Oregon Attorney General Ellen Rosenblum has appointed a 16-member Labor Trafficking Task Force to study labor trafficking across the state and identify ways the Legislature and other leaders can tackle the issue. Appointees include Matt Swanson, political director of the Pacific Northwest Regional Council of Carpenters, and Sonia Ramirez, Wage and Hour administrator for the Oregon Bureau of Labor and Industries and a former lobbyist for North America’s Building Trades Unions. The task force will be co-chaired by Oregon State Senator Kathleen Taylor, and in addition to organized labor will include immigration attorneys, law enforcement, district attorneys, representatives from the Mexican Consulate, and other state agencies.

Rosenblum announced the new task force Jan. 10 at the Oregon DOJ’s second annual Human Trafficking Awareness Day event in Salem.

“Human trafficking includes both sex trafficking and labor trafficking, but almost all of our public awareness focuses on sex trafficking,”  Rosenblum said. “What we hear so far is that labor trafficking is very real, and it is happening under the radar in all corners of the state. I want this task force to dig into this terrible crime. All sources suggest we lack the tools to identify, investigate, and prosecute labor trafficking in our communities. We need to change that.”

Labor trafficking includes using threats of violence and coercion to force a person to work against their will, sometimes with no or little pay or inhumane conditions. Industries where labor trafficking may exist include domestic servants, farmworkers, factory workers, and other day laborers.

According to the Oregon Criminal Justice Commission there have been no prosecutions of labor trafficking under the relevant crime of “involuntary servitude” anywhere in the state.

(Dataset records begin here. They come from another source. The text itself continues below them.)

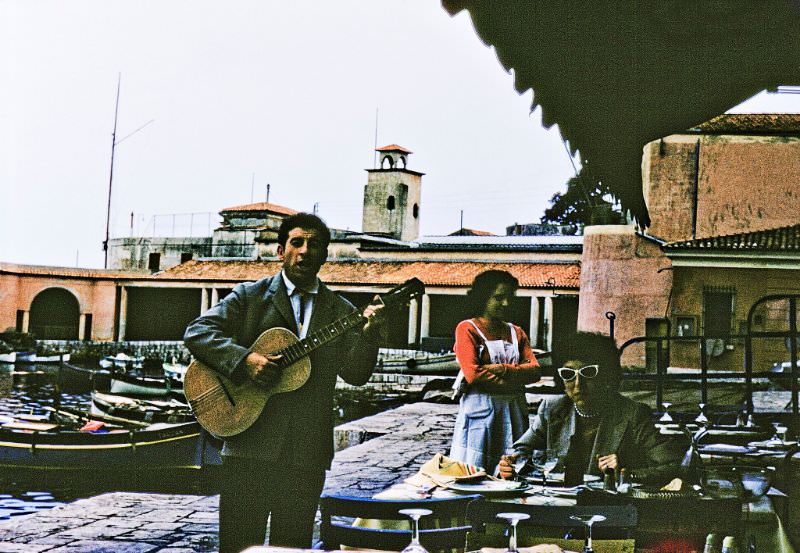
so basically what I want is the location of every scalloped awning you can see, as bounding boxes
[441,1,800,226]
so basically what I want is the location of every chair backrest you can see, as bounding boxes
[318,493,481,552]
[577,489,742,549]
[466,499,638,546]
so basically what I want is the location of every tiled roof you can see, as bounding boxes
[691,114,800,135]
[375,144,413,154]
[0,262,150,279]
[664,224,800,252]
[448,228,497,237]
[157,259,581,289]
[220,202,298,216]
[359,234,583,253]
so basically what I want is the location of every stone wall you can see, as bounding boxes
[644,134,800,242]
[0,272,118,341]
[577,225,673,366]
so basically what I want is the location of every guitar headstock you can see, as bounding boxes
[382,277,425,307]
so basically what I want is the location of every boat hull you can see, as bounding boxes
[109,373,183,396]
[91,392,194,424]
[16,353,70,364]
[0,421,220,470]
[60,363,112,393]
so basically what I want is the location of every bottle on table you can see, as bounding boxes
[602,467,616,492]
[720,535,738,553]
[703,533,722,553]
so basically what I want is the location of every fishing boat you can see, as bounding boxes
[0,413,219,471]
[109,371,183,397]
[0,351,16,364]
[162,361,188,382]
[374,351,460,375]
[16,352,70,364]
[59,362,112,393]
[99,353,144,370]
[91,391,194,424]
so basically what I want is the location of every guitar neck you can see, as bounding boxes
[279,311,365,365]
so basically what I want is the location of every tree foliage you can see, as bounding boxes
[541,169,625,226]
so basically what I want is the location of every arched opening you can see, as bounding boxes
[400,155,407,168]
[381,155,394,169]
[29,288,80,340]
[387,195,396,210]
[413,203,419,218]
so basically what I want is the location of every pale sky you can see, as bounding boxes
[1,2,798,269]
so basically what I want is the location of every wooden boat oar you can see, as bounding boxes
[43,406,149,428]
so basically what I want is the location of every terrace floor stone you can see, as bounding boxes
[0,402,459,551]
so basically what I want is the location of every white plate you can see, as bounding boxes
[526,485,581,498]
[447,480,531,495]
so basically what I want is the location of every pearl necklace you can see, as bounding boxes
[574,404,601,418]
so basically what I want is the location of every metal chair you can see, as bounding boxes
[318,493,480,551]
[465,499,638,549]
[577,488,742,550]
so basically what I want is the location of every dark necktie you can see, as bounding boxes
[296,291,307,333]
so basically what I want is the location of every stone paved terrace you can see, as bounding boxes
[0,402,459,552]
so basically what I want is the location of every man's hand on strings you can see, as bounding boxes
[245,351,282,387]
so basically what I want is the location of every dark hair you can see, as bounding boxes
[277,213,331,249]
[466,270,519,316]
[553,332,622,384]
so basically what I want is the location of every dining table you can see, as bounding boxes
[359,470,796,553]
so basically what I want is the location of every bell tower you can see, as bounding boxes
[362,144,424,241]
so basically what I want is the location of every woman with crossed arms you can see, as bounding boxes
[449,270,541,474]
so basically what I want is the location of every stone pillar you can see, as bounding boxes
[420,294,431,339]
[118,287,128,341]
[544,296,554,351]
[21,311,30,333]
[529,296,540,348]
[211,287,219,307]
[78,314,86,341]
[407,298,419,346]
[201,288,209,313]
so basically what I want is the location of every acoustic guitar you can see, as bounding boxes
[183,278,425,437]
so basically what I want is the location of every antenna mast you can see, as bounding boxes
[373,107,379,168]
[103,74,121,269]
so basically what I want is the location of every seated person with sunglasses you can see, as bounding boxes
[499,333,683,486]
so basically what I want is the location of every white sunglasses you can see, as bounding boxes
[557,364,599,381]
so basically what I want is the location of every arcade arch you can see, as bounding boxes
[29,287,80,340]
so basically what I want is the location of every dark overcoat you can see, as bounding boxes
[184,273,376,470]
[512,394,684,484]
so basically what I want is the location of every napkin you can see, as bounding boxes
[404,453,486,488]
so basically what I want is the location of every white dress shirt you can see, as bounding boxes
[281,270,319,339]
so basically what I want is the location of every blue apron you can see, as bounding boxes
[449,320,529,474]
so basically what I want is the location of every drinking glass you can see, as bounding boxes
[695,403,709,424]
[569,514,606,553]
[533,458,559,495]
[767,421,788,446]
[496,512,530,553]
[658,401,673,423]
[500,452,530,481]
[399,508,432,553]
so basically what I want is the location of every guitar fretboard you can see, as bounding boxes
[278,311,365,366]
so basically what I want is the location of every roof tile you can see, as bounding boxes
[664,223,800,252]
[220,202,299,215]
[692,113,800,134]
[157,259,581,289]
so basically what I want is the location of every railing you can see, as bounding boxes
[617,294,800,421]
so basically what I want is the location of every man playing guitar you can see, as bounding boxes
[184,212,386,553]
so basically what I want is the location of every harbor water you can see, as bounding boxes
[0,361,416,517]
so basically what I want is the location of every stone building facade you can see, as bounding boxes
[361,145,422,241]
[579,114,800,370]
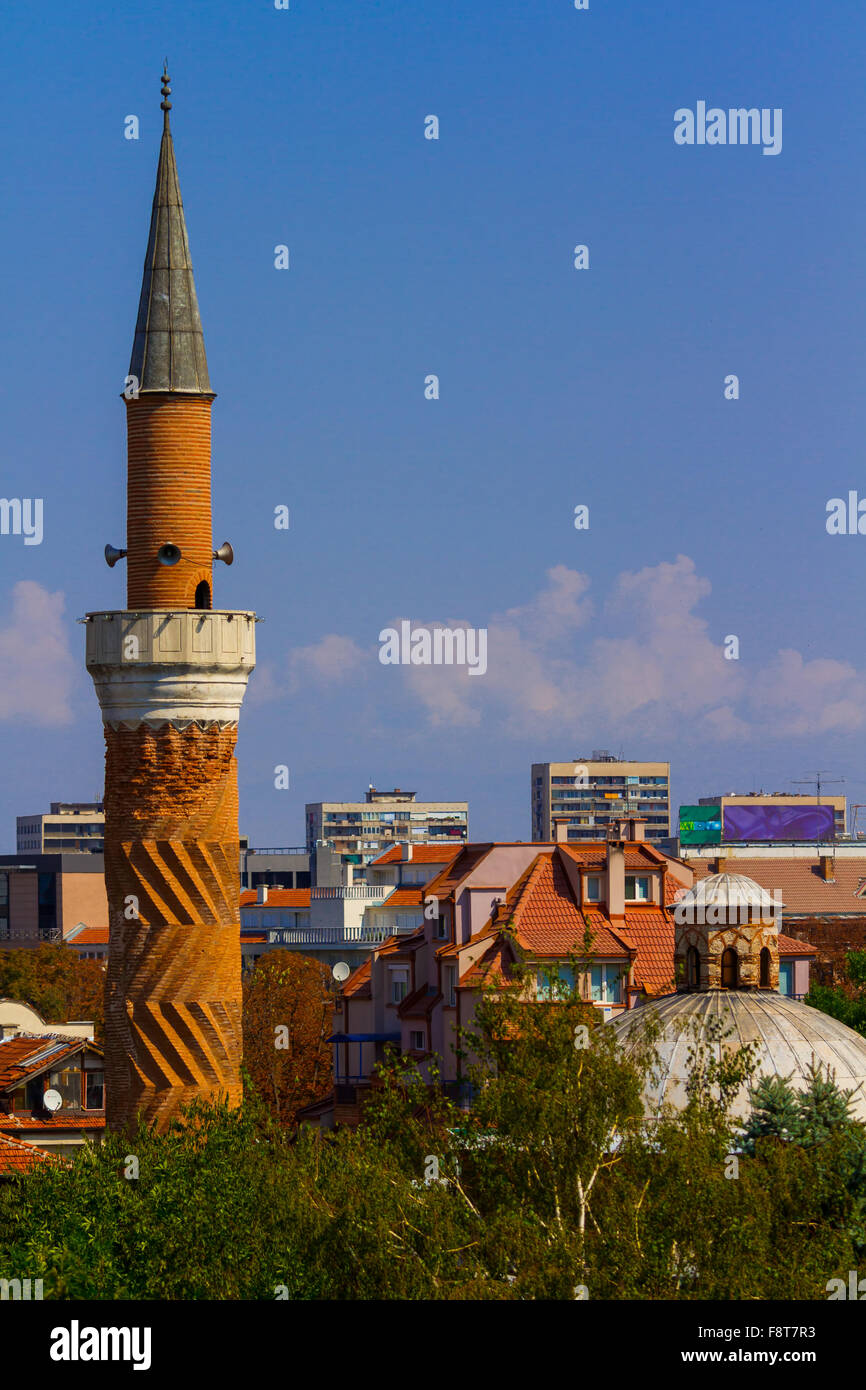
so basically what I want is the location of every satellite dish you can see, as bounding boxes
[42,1089,62,1113]
[332,962,351,983]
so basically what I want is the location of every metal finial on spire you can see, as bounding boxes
[160,63,172,125]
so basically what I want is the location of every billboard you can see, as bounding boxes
[679,805,721,845]
[723,803,835,842]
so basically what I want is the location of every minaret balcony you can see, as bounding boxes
[84,609,256,729]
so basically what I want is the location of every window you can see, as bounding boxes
[194,580,211,609]
[49,1066,82,1109]
[686,946,700,990]
[444,963,457,1006]
[721,948,738,989]
[85,1070,105,1110]
[590,964,623,1004]
[759,947,771,988]
[584,875,601,903]
[537,964,576,1000]
[410,1031,425,1051]
[625,875,650,901]
[390,967,409,1004]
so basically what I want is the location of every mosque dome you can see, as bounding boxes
[673,872,782,917]
[610,989,866,1122]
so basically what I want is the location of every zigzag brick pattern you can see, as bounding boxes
[102,722,243,1130]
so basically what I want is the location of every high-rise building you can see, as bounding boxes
[306,787,468,873]
[85,70,255,1131]
[531,754,671,843]
[16,803,104,855]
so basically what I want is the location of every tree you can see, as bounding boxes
[0,945,105,1043]
[806,948,866,1038]
[242,951,333,1125]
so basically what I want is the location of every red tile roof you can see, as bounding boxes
[778,933,817,957]
[382,888,425,908]
[342,959,372,998]
[371,845,462,866]
[689,858,866,914]
[615,914,675,995]
[66,926,109,945]
[240,889,311,907]
[0,1131,54,1174]
[0,1113,105,1131]
[0,1035,88,1091]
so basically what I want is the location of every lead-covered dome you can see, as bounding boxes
[610,990,866,1121]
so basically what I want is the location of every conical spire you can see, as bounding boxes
[127,67,212,394]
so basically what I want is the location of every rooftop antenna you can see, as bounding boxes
[791,771,845,806]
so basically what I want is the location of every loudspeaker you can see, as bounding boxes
[157,543,182,566]
[104,544,127,568]
[213,541,234,566]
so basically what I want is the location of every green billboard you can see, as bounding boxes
[679,804,721,845]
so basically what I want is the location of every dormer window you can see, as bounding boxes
[584,875,601,903]
[625,875,649,901]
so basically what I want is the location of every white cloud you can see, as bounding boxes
[0,581,76,725]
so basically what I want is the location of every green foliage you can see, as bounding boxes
[0,944,104,1042]
[806,949,866,1038]
[2,965,865,1299]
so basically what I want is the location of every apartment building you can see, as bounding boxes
[306,786,468,875]
[532,755,671,843]
[16,803,104,855]
[0,855,108,948]
[240,844,462,974]
[688,793,847,844]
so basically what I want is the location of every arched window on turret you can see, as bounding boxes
[686,946,700,990]
[194,580,211,610]
[721,948,738,990]
[759,947,771,988]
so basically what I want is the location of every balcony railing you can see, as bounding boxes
[310,886,387,900]
[243,923,417,948]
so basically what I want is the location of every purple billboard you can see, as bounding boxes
[723,804,835,842]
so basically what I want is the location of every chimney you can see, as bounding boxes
[820,854,835,882]
[714,856,727,874]
[606,835,625,918]
[552,818,569,844]
[401,842,413,861]
[627,818,646,842]
[257,885,268,905]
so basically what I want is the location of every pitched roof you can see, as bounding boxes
[0,1114,105,1132]
[691,857,866,915]
[0,1131,54,1175]
[342,959,372,999]
[778,933,817,957]
[371,845,462,866]
[381,888,425,908]
[65,925,109,945]
[614,914,675,995]
[0,1035,88,1091]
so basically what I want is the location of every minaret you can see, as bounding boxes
[86,69,255,1131]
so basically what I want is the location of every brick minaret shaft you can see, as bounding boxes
[86,69,255,1132]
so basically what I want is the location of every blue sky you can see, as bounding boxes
[2,0,866,849]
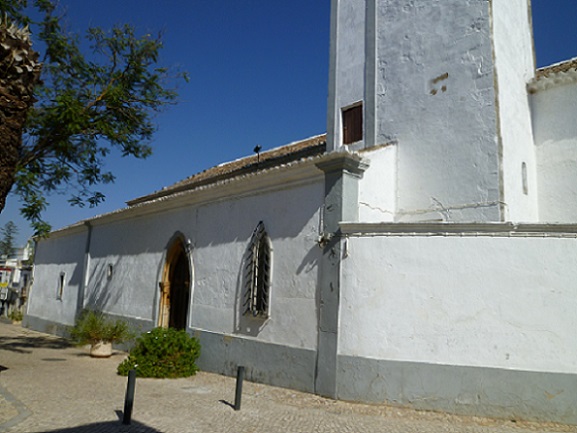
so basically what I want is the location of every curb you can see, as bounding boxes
[0,384,31,432]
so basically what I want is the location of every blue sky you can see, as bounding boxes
[1,0,576,246]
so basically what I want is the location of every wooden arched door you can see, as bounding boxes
[159,238,191,330]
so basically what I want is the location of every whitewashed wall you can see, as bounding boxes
[336,226,577,422]
[87,208,195,322]
[329,0,538,222]
[492,0,538,222]
[339,233,577,372]
[28,226,87,327]
[327,0,366,151]
[190,180,323,349]
[29,173,325,352]
[376,1,501,222]
[358,145,396,222]
[532,81,577,222]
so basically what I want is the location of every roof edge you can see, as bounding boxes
[127,134,327,206]
[528,57,577,93]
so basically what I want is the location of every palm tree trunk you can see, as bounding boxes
[0,20,41,214]
[0,112,23,213]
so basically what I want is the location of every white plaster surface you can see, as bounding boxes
[375,0,501,222]
[532,82,577,222]
[29,177,324,351]
[336,0,365,108]
[28,228,87,326]
[87,209,195,321]
[339,234,577,373]
[492,0,538,222]
[328,0,366,150]
[358,145,396,222]
[190,181,323,350]
[329,0,541,223]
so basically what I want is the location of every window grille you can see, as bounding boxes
[244,221,272,317]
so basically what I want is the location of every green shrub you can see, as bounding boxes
[8,309,23,322]
[117,327,201,378]
[69,309,133,346]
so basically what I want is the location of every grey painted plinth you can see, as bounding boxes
[24,315,72,338]
[194,329,317,394]
[337,355,577,425]
[24,314,153,349]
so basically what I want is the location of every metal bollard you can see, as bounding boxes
[123,369,137,425]
[234,366,245,411]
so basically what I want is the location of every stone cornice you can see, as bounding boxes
[315,151,369,177]
[340,222,577,237]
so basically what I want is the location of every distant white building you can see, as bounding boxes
[1,242,33,312]
[26,0,577,424]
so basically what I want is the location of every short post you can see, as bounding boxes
[123,369,136,425]
[234,365,245,411]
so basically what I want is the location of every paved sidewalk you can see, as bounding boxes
[0,322,576,433]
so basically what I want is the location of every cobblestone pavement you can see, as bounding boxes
[1,322,576,433]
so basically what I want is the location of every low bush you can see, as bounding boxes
[8,309,23,322]
[117,327,201,378]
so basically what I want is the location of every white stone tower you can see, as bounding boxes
[327,0,538,223]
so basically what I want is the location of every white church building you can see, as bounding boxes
[26,0,577,424]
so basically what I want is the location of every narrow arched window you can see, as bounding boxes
[522,162,528,195]
[245,221,272,318]
[57,271,66,300]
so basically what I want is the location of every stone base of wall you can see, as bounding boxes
[24,315,72,338]
[193,329,317,394]
[24,314,154,351]
[337,356,577,425]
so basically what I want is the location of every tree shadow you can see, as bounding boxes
[0,334,72,354]
[37,419,162,432]
[83,257,123,313]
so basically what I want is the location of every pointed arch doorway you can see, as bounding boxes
[158,237,191,330]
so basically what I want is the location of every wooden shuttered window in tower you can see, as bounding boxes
[342,103,363,145]
[244,221,272,317]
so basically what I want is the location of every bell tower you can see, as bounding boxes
[327,0,538,222]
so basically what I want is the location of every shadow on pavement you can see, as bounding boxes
[0,335,72,354]
[219,399,235,409]
[39,420,163,432]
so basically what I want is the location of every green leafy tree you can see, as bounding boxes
[0,221,18,257]
[0,0,187,235]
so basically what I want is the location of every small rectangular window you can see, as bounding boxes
[342,103,363,145]
[57,272,66,300]
[522,162,528,195]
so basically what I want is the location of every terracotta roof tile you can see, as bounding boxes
[535,58,577,79]
[127,134,327,206]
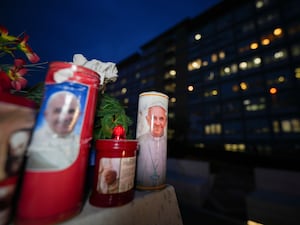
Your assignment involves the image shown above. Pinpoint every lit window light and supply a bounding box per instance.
[224,144,231,151]
[219,51,226,59]
[269,87,277,94]
[250,42,259,50]
[211,53,218,62]
[187,85,194,92]
[273,28,283,36]
[232,84,239,92]
[123,98,129,104]
[239,61,248,70]
[277,76,285,83]
[231,64,238,73]
[169,69,176,76]
[170,97,176,103]
[202,61,208,66]
[192,59,201,69]
[255,0,264,9]
[282,120,292,132]
[238,144,246,151]
[243,99,251,105]
[240,82,248,90]
[274,51,284,59]
[211,89,218,96]
[194,33,202,41]
[224,66,231,74]
[261,38,270,45]
[295,67,300,79]
[121,88,127,94]
[253,57,262,64]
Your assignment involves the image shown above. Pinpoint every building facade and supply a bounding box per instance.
[106,0,300,163]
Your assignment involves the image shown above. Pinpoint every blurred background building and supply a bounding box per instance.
[106,0,300,168]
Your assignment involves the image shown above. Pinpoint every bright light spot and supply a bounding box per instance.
[219,51,225,59]
[211,53,218,62]
[243,99,251,105]
[269,87,277,94]
[253,57,262,64]
[211,89,218,96]
[194,33,202,40]
[239,62,248,70]
[261,38,270,45]
[224,67,230,74]
[255,0,264,9]
[273,28,282,36]
[250,42,259,50]
[278,76,285,83]
[240,82,248,90]
[121,88,127,94]
[247,219,264,225]
[169,70,176,76]
[188,85,194,91]
[170,97,176,103]
[274,51,284,59]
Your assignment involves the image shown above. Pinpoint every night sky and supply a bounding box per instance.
[1,0,220,85]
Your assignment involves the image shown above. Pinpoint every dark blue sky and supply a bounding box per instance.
[1,0,220,85]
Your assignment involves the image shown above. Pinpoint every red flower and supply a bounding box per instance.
[6,59,28,91]
[0,25,47,91]
[17,34,40,63]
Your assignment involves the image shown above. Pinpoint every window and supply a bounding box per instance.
[223,121,243,138]
[245,119,270,139]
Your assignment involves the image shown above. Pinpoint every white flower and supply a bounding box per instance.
[72,54,118,86]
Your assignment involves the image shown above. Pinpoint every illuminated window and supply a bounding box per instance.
[211,53,218,63]
[243,97,266,112]
[273,120,280,133]
[273,27,283,36]
[194,33,202,41]
[274,50,286,59]
[121,88,127,94]
[240,82,248,90]
[169,70,176,76]
[250,42,259,50]
[239,61,248,70]
[255,0,264,9]
[283,119,300,133]
[187,85,194,92]
[188,59,201,71]
[269,87,277,94]
[282,120,292,132]
[205,123,222,135]
[170,97,176,103]
[295,67,300,79]
[266,71,287,86]
[204,88,219,97]
[253,57,262,65]
[164,69,177,79]
[264,49,288,64]
[204,71,216,81]
[164,83,176,93]
[261,38,270,45]
[219,51,226,59]
[224,143,246,152]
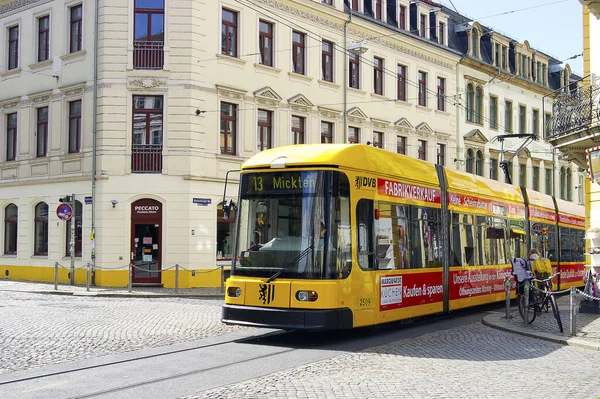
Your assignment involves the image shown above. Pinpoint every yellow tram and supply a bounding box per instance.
[222,144,585,330]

The new task force will meet throughout 2020 and will make recommendations for consideration by the Oregon Legislature in the 2021 session.

“While significant work has been done to understand the impact of labor trafficking at the national level, there has been no organized attempt to gather information in Oregon. We hope to take a comprehensive view of the problem, and really look at how we can work to address this issue,” said Attorney General Rosenblum.